Releasing my shirt from her hands she takes a step back and her eyes go as wide as saucers.
“Club business?” She screeches.
“Yeah, but like I said I’ve got it under control.”
She stares at me bewildered, traces of hurt and confusion reflect in her baby blues I loved so much. Taking a step closer to her, she shakes her head insisting I don’t advance any closer. I watch as she grabs the neckline of her tank top and inch it down, revealing the offensive scar marking where the bullet entered her body. My eyes fall to the scar, anger boiling in my veins just as it always does whenever I see it.
“I think I deserve more than an elusive answer not only from your club but from you. Look at this scar, go on, Riggs, take a good look,” she demands. “I stare at this scar every day. Every day I am reminded that I was shot, remained in a coma for days, that our son was born premature because of a bullet. I almost died, Riggs, our son could’ve died too and Bones did die. Now, I have never thrown that in your face, not once because I know that you would have died right along with us if that bullet succeeded in what it set out to do. You’re not in a relationship with someone who is ignorant and na?ve to the life you lead; I am Anthony Bianci’s sister. I have lived this shit since before you knew it existed, when you were Robert Montgomery and not Riggs. I know better than to demand inside information on what it is you do and what goes on behind the scenes of your club and I’m not asking. I am asking you to remember that you and I are a team and this is our family. If we are hiding out because something is going on with your club, then I deserve to know we are vulnerable. I deserve to know so there are two of us on high alert, protecting that innocent boy we brought into this world.” Her voice cracks as her lip quivers. With trembling hands, she reaches for mine and lays them over her stomach. “And the brother or sister we’re going to give him.”

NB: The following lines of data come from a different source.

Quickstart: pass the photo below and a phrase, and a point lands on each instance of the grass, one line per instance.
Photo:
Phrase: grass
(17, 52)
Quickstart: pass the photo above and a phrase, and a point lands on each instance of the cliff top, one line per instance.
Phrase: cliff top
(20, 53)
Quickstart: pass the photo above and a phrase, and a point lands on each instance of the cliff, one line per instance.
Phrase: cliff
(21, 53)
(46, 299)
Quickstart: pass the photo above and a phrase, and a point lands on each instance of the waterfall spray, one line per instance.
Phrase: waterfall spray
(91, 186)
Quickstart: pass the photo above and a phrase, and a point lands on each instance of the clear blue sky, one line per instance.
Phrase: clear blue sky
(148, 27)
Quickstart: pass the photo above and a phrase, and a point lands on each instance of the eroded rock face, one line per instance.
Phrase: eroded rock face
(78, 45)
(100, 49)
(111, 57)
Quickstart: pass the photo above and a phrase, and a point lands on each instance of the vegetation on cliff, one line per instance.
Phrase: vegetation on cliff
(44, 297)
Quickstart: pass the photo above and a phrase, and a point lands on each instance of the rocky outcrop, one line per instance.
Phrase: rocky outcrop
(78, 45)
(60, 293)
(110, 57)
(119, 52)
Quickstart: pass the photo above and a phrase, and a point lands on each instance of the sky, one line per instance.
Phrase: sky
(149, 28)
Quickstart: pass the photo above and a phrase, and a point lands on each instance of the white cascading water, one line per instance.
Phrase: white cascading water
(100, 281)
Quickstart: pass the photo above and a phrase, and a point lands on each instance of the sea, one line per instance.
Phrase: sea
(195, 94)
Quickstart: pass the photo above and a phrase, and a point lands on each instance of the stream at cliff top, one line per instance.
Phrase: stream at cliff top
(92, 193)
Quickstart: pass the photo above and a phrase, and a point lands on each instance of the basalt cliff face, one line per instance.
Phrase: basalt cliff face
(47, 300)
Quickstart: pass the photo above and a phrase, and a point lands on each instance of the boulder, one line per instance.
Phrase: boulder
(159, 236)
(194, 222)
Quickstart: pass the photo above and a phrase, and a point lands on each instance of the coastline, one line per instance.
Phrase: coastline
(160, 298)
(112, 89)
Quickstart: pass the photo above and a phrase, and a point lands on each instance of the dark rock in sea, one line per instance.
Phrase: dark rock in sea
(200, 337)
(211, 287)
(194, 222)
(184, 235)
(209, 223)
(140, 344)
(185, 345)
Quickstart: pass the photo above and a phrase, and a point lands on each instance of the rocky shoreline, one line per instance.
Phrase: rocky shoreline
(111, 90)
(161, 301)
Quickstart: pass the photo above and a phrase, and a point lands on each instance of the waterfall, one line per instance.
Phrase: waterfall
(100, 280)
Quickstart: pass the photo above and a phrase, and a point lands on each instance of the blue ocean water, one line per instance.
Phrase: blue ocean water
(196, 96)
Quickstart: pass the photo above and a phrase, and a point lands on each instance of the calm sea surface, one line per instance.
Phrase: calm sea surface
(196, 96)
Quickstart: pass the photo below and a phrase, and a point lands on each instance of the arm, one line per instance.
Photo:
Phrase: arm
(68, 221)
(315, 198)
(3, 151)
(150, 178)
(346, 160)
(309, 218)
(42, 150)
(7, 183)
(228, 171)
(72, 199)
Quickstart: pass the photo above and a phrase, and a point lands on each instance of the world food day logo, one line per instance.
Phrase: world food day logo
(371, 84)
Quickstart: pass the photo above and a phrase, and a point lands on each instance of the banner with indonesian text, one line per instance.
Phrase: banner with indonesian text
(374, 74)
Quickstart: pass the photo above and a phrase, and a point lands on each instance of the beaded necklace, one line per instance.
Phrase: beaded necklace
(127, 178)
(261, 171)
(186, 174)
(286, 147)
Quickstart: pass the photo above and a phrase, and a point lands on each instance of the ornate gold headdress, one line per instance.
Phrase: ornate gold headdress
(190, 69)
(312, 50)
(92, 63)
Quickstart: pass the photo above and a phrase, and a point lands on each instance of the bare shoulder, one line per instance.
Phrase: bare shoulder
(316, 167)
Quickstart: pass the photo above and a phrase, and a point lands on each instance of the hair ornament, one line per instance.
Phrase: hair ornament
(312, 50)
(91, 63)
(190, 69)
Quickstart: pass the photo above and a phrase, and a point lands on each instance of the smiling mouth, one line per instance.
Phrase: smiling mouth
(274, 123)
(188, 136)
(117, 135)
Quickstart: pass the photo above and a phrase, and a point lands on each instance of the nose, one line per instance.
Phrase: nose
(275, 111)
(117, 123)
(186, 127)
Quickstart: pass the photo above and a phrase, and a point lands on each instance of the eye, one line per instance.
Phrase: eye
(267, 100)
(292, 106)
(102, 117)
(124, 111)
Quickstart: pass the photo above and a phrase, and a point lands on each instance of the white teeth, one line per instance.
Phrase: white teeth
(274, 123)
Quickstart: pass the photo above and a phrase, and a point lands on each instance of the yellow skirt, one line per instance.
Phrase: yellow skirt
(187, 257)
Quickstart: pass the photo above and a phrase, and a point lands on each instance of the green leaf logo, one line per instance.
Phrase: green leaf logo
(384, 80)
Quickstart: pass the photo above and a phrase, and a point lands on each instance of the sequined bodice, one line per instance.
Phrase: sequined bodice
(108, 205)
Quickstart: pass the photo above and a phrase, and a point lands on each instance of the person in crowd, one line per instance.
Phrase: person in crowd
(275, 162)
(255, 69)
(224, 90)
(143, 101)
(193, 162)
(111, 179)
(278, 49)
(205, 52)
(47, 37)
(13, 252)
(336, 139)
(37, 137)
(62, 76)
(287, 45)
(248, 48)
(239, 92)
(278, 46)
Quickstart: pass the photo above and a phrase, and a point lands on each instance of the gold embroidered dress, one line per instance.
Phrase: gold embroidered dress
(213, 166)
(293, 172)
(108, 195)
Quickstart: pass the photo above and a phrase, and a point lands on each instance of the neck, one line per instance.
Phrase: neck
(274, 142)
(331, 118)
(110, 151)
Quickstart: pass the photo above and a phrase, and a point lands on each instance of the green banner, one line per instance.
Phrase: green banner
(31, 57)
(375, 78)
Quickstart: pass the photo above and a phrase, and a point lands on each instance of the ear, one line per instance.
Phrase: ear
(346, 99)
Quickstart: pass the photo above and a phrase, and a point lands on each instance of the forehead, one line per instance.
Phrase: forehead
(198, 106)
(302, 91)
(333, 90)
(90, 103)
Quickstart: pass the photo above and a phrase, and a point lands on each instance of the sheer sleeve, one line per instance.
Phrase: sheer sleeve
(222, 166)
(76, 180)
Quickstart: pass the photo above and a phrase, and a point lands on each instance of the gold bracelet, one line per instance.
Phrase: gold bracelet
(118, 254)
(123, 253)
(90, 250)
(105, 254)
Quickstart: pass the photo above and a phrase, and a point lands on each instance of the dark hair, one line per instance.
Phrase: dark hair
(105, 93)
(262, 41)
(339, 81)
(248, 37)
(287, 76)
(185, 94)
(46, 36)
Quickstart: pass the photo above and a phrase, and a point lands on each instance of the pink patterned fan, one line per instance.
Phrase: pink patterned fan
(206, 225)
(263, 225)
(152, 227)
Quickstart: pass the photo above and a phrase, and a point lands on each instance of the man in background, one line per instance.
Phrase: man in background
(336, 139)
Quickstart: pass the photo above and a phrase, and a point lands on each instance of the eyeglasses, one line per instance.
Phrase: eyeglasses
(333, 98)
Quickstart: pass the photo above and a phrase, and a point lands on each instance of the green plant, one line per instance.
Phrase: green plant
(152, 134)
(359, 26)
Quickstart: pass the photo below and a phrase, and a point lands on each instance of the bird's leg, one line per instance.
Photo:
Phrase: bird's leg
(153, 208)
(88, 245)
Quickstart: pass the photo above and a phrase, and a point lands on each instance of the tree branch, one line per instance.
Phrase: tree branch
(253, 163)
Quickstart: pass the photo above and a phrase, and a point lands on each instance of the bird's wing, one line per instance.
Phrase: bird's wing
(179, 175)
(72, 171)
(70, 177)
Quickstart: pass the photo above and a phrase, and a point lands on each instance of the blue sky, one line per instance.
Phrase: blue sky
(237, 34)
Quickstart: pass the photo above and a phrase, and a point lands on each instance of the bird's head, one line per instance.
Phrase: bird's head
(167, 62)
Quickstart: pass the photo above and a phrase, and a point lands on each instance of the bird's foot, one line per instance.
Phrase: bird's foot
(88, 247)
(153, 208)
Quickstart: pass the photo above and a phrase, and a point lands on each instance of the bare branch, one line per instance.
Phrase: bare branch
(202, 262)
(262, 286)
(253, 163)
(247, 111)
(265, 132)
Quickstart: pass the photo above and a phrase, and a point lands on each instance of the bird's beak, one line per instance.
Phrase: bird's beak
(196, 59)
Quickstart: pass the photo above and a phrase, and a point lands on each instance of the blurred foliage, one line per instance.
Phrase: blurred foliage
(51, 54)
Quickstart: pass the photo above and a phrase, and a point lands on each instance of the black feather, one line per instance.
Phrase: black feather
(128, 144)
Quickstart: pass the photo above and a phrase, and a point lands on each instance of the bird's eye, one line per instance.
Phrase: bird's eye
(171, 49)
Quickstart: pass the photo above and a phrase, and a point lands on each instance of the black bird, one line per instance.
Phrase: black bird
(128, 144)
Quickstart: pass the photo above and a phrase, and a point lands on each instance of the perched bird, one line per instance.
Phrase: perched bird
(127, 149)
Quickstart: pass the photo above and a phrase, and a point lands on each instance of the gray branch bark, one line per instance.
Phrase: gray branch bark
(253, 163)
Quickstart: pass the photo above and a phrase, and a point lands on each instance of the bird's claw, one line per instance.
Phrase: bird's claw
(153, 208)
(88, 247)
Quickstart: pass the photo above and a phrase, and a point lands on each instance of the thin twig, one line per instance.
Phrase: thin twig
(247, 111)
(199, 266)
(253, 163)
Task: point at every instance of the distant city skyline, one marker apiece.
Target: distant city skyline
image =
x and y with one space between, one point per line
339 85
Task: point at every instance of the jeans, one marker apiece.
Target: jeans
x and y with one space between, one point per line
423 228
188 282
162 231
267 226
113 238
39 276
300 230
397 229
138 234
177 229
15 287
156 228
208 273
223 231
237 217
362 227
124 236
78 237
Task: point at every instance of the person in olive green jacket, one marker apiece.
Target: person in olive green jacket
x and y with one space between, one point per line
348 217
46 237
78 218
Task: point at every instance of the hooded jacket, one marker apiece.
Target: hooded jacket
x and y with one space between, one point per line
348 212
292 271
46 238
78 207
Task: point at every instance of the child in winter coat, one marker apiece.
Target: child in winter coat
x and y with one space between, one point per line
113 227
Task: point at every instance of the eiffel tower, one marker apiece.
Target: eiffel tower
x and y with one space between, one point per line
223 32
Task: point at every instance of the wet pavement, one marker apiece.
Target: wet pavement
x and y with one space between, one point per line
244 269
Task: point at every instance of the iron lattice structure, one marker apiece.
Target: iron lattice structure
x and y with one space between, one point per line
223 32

My eyes immediately drop to her flat stomach covered with our hands, widening in shock as they lift back to hers. The blues of her eyes fill with tears as she answers the questions reflected in mine by nodding her head.
Still, I ask the question, needing the words.
“You’re pregnant?”
“Yes,” she cries. “I took a test before we left but I didn’t have time to make a doctor’s appointment because you came home and brought us here,” she explains, squeezing my hands tightly. “I can’t have history repeat itself, Riggs—”
I cut off her plea with my lips, gently covering hers with mine. It was an attempt to prove to her I wouldn’t let history repeat itself. The last time she told me she was pregnant I had an anxiety attack, lost my fucking shit at the thought of becoming a father. I didn’t kiss her; I didn’t give her all the words she needed to hear. Starting now, this very moment, I would prove to her everything would be different this time around. I’d be at every goddamn doctor’s appointment and I’d hold her damn hand as she delivered our kid. There was no way in hell history was repeating itself, no way I would let anyone take that from us—not this time, never again.